Article

Caution is the watchword

Ben Rapp, Founder & Principal
February 2024
article-ai

Securys sponsored an AI governance round table recently. We were joined by representatives from a number of large organisations as well as leading law firms. While individual approaches to AI governance varied, there were some clear points of agreement around the table:

  1. Your organisation is already using AI, whatever your stated position. Many vendors have rushed to add AI features to their existing products, or to enhance their offerings with background AI processing, so there’s no point trying to be King Cnut – the tide will come in anyway.
  2. Therefore the single most important thing is to keep abreast of what is being used and put appropriate, manageable governance and guidance in place. There is no substitute for education – remember that many of your staff may not realise that they are using AI at all or may not understand the risks involved in sharing personal or confidential information with AI components of existing toolsets.
  3. Actual internal development of dedicated AI systems is proceeding with caution – everyone is experimenting and exploring, but without using live data and with a great deal of attention to approval processes and risk mitigation. No one around the table felt that competitive risks justified any kind of hasty adoption.
  4. The EU AI Act was a source of concern – both because of the very wide scope of definition of AI and because of the sheer weight of bureaucracy it envisages. There are real questions to answer about the application of conformity assessment and the whole risk management edifice – clarity is needed on when an organisation will be considered to be a provider rather than a user, given the extent to which current internal research is focused on training proprietary models. If the previous sentence reads like gobbledegook to you, consider downloading a copy of our guide to AI regulation, in which we go over the proposed EU approach in detail.
  5. AI governance is cross-functional. In the same way that you need to extend your guidelines and education to your whole organisation, you also need to involve all of your internal functions in contributing to governance activity and decision-making. Even more so than privacy, AI needs input from legal, compliance, technical, ethical and operational areas of your organisation if it is to be effective.
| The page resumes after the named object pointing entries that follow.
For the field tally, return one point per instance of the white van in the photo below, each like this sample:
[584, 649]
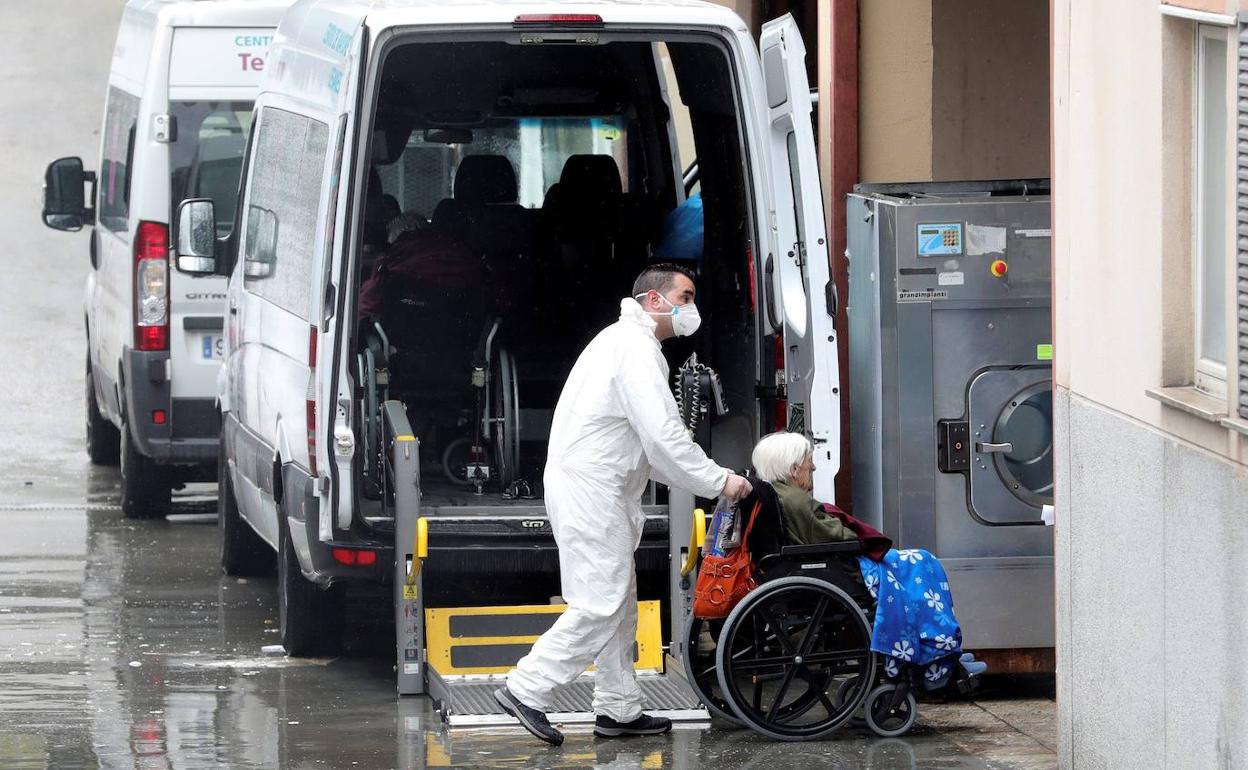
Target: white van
[177, 110]
[441, 205]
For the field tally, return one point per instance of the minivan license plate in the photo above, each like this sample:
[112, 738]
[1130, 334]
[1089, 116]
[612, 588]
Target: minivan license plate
[214, 347]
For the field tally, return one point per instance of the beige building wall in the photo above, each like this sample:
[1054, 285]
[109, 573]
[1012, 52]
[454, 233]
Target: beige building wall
[1151, 488]
[952, 90]
[895, 90]
[990, 89]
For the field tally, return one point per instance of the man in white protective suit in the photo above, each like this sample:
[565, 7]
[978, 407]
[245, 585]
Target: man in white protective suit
[615, 427]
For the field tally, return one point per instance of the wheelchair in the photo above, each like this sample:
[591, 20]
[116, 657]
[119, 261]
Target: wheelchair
[793, 660]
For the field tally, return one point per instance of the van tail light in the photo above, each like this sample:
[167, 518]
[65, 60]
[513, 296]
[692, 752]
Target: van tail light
[311, 402]
[781, 404]
[151, 287]
[355, 557]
It was heartening to see that a wide sample of firms were taking AI governance seriously, but there is clearly a lot of work to be done in terms of practical implementation of that governance. Above all this means ensuring that senior decision-makers properly understand the technologies being deployed in terms of their risks and implications for the business, and enabling the widest possible set of eyes and ears on the ground to keep tabs on how AI is actually being used beyond your known and visible research projects and primary applications of the technology.

AI governance may seem like a natural extension of your existing privacy programme, and that’d definitely be a good place to start, but it needs access to deeper and broader technical understanding than you may already have in place; you should also consider how AI affects your risks in other sensitive areas of data including commercial confidentiality and price-sensitive information. The way forward is collaborative compliance, working with partners who have developed field-tested governance models and can bring the necessary technical, procedural and legal skills to the table.